In the instant case, LWCC terminated Courville's worker's compensation payments based on a medical release, dated March 8, 1995, by Dr. Steven J. Snatic, Courville's treating physician. However, the hearing officer specifically found that Dr. Snatic had not released Courville to return to work without restriction until June 21, 1995; the release was conditioned upon Courville being allowed to take medication while working, which Omni forbade. Thus, LWCC should not have terminated the payments based on the March 8 release.
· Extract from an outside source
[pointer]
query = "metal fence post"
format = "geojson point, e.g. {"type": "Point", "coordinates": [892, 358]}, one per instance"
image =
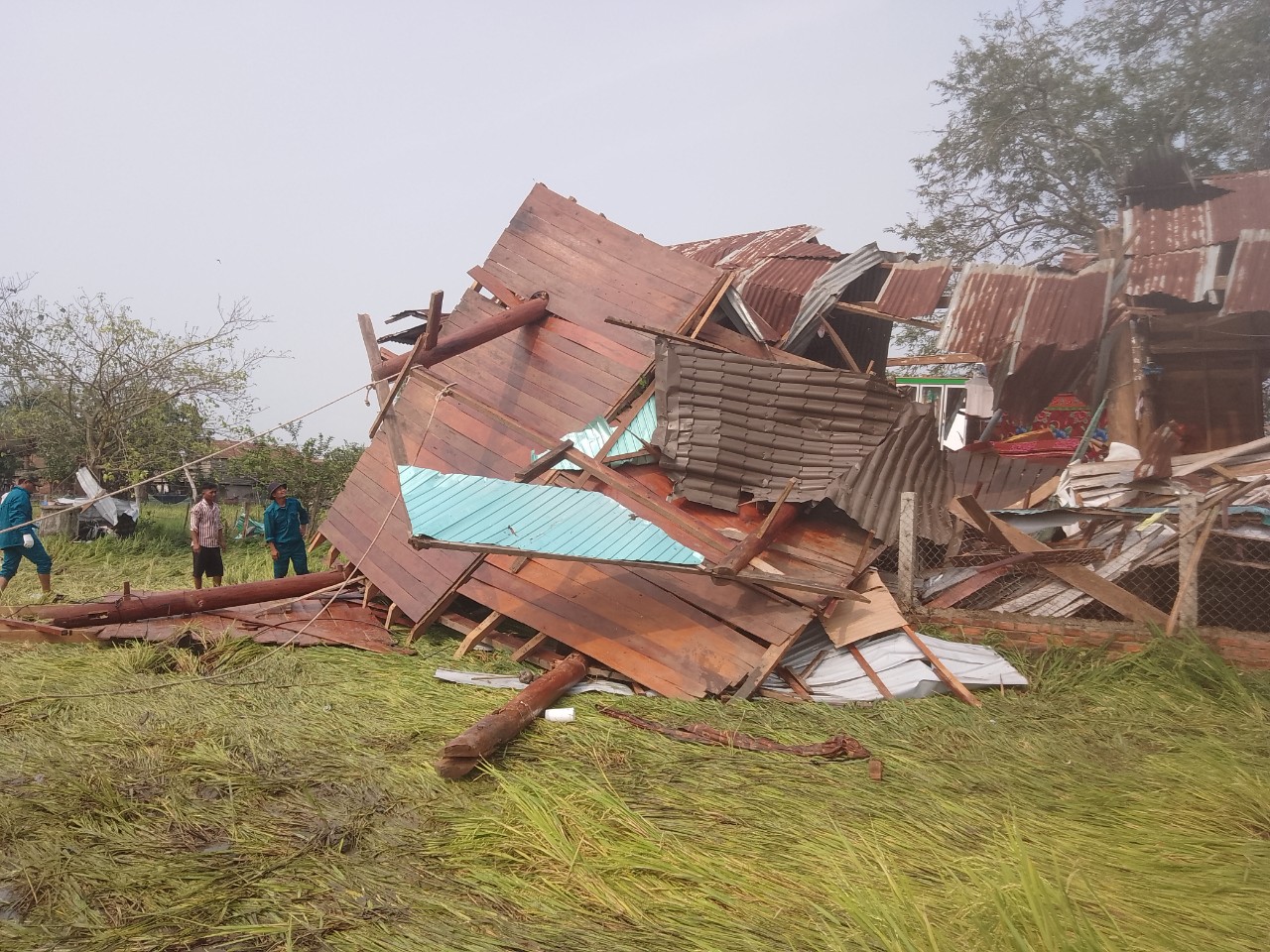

*864 Defendants stand their ground on a literal, narrow, out of context reading of Dr. Snatic's release of March 8, 1995, which simply noted in longhand on a prescription pad slip that "Mr. Courville is allowed to return to work at full duty." However, Dr. Snatic forwarded to LWCC a copy of a letter dated March 2, 1995, that he had written to Dr. Warren Degatur, Courville's family physician, which should have put LWCC on notice that Courville was not being released without restriction. That letter read, in pertinent part, as follows: "My intention is for Mickey to return to work with medication if that will be allowed by his employer. If his employer will not allow him to return to work with medication, we may have a problem that cannot be successfully handled medically." Hence, Dr. Snatic had clearly informed LWCC that Courville's release was to be contingent. Courville has stated that Omni would not allow him to return to work until he was released without restrictions, and Omni has never denied Courville's statement. The defendants microscopically dwell on the March 8 release as if that were the only opinion by Dr. Snatic, and the only medical, on record. The hearing officer, however, found that the medical evidence "overwhelmingly preponderates in favor of the claimant." The defendants' only evidentiary challenge to this is, again, the release of March 8. Clearly, the treating physician, Dr. Snatic thought that Courville had not completely recovered, because he did not unconditionally release him to return to work until June 21. Too, while insisting that Courville was offered a job by Omni, the defendants are careful not to state that the job was offered with the stipulation that Courville could take medication while on that job. Omni and LWCC never directly answer whether Courville would have been allowed to perform the employment, supposedly offered him, while under medication; and if Omni would have allowed him to perform that employment while under medication, whether he could have done so safely. The worker's compensation claimant seeking SEB does not have to accept employment that involves appreciable and significant risk to his well-being. Id. Working without needed prescribed medication could very well have involved such a risk, and, depending on the job, working under the influence of needed medication could have also involved a risk. The defendants never attempted to clarify those two points.